How much to charge for freelance web design work?

I don’t like the idea of charging by the page, because what constitutes a ‘page’ varies so much. I’ve written pages for an internet site in 15 minutes, and I’ve written pages that I labored over for many days. It depends on the complexity of the layout, whether the images have to be generated from scratch, what kind of active content is underneath (javascript, JSP/ASP, database queries to build page content, etc). Also, once a company has you locked in to a ‘per-page’ fee, it’s amazing how demanding they can suddenly get about the contents of that page. You’re much safer to quote by the hour or by the job.

Also, does this person have to manage the infrastructure? Install databases on the server? Get domain names registered? Set up site counters? what about security?

Also consider ease of updating the site. If you get a programmer on a ‘per-page’ basis, he may take the easy way out and simply hard code everything into the page - text, styles, imagetext, etc. It’s the fastest way to build a page, but what happens when the content needs to change? It might be easier to build a page that loads text from a database of from an XML file and transforms it on the server. I’ve even written pages that could be updated by end users by sending E-mails to a special mail address.

No one should offer their quote until they have a full set of requirements. Often, what happens is that you sit down with the customer and work out requirements in detail. Once you have those, you can do a quick prototype for an initial fee or even a set of simple storyboards for what the site is going to look like. Make sure all the infrastructure detail is worked out. Once you have all that, then negotiate a price for the whole project. Or, you can just go on an hourly basis and put in a cancellation clause if you don’t like the pace of the work.

I agree with those bringing up the idea of “by the page” designing.
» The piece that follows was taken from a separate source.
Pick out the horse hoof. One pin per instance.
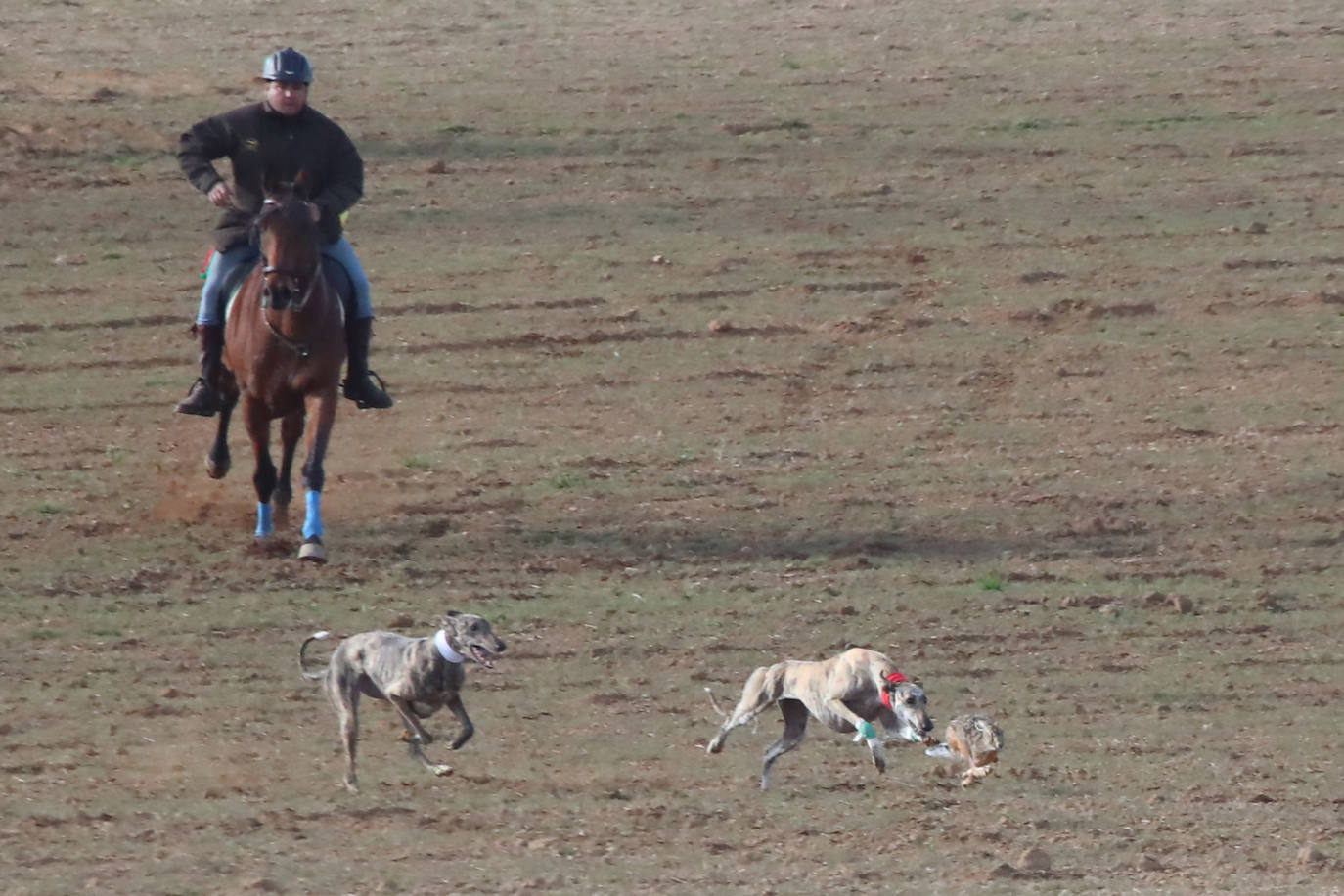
(312, 551)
Any site worth its salt right now is done with a database backend (MySQL is free and runs on anything, Access is pretty typical - although shoddy - and can run on any Windows server, and most hosts have SQL if you have some hefty data).
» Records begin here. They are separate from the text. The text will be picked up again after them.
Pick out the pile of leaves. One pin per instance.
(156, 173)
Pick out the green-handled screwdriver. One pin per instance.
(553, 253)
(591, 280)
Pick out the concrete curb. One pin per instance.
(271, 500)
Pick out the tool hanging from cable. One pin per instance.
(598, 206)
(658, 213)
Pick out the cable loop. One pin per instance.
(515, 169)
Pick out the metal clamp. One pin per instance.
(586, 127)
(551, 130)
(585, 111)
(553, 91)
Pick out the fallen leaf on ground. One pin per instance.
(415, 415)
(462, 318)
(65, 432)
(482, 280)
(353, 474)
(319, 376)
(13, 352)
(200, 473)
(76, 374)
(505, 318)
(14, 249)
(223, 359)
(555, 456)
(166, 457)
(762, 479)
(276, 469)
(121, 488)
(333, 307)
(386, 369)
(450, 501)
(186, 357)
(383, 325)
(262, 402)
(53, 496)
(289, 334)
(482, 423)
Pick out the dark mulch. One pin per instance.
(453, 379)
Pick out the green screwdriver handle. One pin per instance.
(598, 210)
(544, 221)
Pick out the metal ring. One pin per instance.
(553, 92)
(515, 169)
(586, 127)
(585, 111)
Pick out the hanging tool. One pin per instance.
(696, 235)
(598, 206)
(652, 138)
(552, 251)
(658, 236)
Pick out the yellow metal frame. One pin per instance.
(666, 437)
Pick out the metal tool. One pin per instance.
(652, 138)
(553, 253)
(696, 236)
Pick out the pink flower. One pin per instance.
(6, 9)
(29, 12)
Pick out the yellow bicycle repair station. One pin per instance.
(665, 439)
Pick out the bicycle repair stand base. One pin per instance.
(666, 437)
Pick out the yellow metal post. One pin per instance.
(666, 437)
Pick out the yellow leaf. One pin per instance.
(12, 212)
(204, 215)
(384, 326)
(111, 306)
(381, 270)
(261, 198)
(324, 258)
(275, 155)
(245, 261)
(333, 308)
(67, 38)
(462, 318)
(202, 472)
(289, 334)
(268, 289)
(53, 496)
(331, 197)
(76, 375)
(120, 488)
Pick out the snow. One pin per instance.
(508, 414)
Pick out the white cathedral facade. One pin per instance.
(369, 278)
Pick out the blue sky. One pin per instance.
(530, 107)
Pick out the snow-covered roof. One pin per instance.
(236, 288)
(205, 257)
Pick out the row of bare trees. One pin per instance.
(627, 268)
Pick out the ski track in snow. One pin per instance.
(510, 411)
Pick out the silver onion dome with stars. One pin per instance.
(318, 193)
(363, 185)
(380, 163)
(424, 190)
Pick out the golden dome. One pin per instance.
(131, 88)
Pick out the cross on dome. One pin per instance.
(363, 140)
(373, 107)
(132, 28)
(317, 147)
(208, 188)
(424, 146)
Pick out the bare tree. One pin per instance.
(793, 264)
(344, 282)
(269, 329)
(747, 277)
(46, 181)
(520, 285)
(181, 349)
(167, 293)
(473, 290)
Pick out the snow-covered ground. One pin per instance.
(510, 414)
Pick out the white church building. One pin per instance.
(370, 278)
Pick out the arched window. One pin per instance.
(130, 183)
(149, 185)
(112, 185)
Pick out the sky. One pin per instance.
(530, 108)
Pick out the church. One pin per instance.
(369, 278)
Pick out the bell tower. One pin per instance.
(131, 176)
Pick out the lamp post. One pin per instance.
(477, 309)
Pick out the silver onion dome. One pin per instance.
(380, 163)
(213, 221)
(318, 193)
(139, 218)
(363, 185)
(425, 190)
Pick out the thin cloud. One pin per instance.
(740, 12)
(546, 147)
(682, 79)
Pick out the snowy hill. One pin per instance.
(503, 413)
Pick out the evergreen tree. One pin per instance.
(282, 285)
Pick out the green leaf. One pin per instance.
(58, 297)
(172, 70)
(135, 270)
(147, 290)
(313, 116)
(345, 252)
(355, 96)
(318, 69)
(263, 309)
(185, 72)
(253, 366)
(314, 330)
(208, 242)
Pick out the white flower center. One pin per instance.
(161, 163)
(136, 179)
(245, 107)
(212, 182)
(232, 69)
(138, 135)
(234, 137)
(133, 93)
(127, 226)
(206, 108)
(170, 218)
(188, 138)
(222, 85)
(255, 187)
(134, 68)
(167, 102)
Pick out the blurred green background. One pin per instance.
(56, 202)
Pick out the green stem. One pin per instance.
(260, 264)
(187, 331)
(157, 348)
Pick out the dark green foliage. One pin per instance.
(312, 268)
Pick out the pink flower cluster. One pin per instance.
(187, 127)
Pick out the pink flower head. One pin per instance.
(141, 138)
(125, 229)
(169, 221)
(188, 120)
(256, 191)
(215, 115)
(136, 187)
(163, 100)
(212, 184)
Pre-built CMS systems are nice, but I’ve never used them because my company specializes in making database-based sites with custom “backends” that let the client make updates themselves.

Database sites with backends are more pricey, but it’s an easy sell to tell someone “you can either pay us an extra grand or two now and never speak to us again, or pay us $60 an hour every time you call us and want an update.”
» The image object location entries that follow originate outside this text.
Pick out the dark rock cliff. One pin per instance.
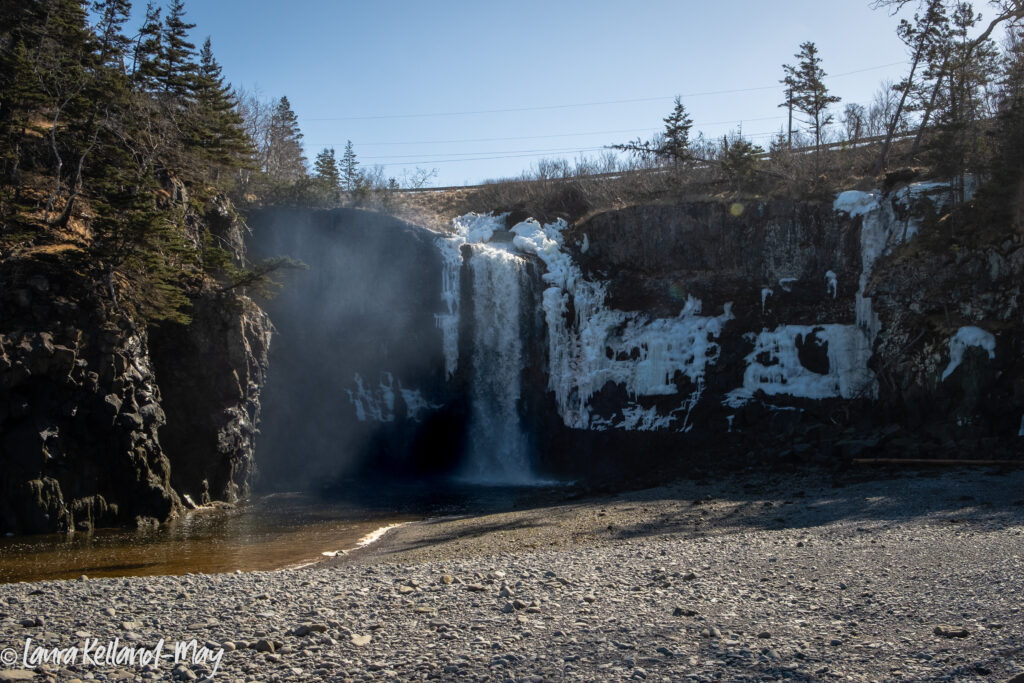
(103, 422)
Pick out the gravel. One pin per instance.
(910, 578)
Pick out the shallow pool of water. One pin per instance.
(269, 532)
(272, 531)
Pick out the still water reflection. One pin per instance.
(268, 532)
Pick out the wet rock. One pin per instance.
(946, 631)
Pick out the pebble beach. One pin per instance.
(896, 577)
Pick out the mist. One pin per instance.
(356, 386)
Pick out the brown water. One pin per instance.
(270, 532)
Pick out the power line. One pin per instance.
(580, 104)
(536, 137)
(516, 156)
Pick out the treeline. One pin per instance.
(958, 113)
(115, 146)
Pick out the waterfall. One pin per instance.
(498, 445)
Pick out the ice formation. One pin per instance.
(774, 367)
(469, 228)
(498, 447)
(968, 336)
(601, 345)
(378, 403)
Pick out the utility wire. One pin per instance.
(537, 137)
(594, 103)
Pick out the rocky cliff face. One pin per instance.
(647, 341)
(105, 423)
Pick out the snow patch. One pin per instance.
(600, 345)
(968, 336)
(774, 367)
(856, 203)
(466, 229)
(378, 403)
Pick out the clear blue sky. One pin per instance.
(372, 71)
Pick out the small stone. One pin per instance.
(263, 645)
(951, 631)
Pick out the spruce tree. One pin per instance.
(676, 143)
(326, 168)
(217, 126)
(285, 161)
(810, 95)
(350, 175)
(145, 65)
(114, 45)
(176, 70)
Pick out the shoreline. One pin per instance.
(902, 577)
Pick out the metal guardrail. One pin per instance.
(828, 146)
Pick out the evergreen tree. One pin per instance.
(970, 68)
(810, 95)
(326, 168)
(922, 37)
(217, 127)
(350, 175)
(676, 143)
(145, 65)
(114, 45)
(285, 161)
(176, 67)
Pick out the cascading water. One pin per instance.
(498, 446)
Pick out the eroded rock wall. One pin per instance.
(104, 422)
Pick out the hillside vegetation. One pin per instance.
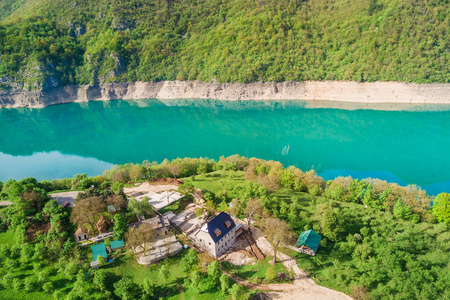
(380, 240)
(46, 43)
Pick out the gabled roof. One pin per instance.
(309, 238)
(117, 244)
(218, 222)
(99, 250)
(80, 231)
(102, 225)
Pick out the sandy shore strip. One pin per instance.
(340, 91)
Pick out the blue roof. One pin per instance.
(309, 238)
(218, 222)
(117, 244)
(99, 250)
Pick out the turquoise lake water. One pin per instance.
(408, 147)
Building a site like this is sort of a whole other skill set, but there are oodles of pre-done PHP/MySQL-based scripts (from snippets to whole applications) out there as well as tons of free info and help. He’d just have to learn how to customize all this stuff and use it properly.

Since this is in IMHO now, I will assert that charging sites “per page” and making static HTML is pretty 1999 :wink: A move to a dynamic site is really in everyone’s best interest. Think of it as a PROJECT, a working application, and not a pamphlet on the web.

Like someone said, FrontPage sites are a dime a dozen.

Not only that, but unless FrontPage has changed dramatically in the last couple of years, such sites work reliably only for viewers using Microsoft browsers and operating systems.

Back when I was doing freelance Web design, a substantial portion of my business was rebuilding FrontPage sites for companies that got tired of losing sales because their site didn’t work properly on Netscape/Linux/Opera/Macintosh/whatever.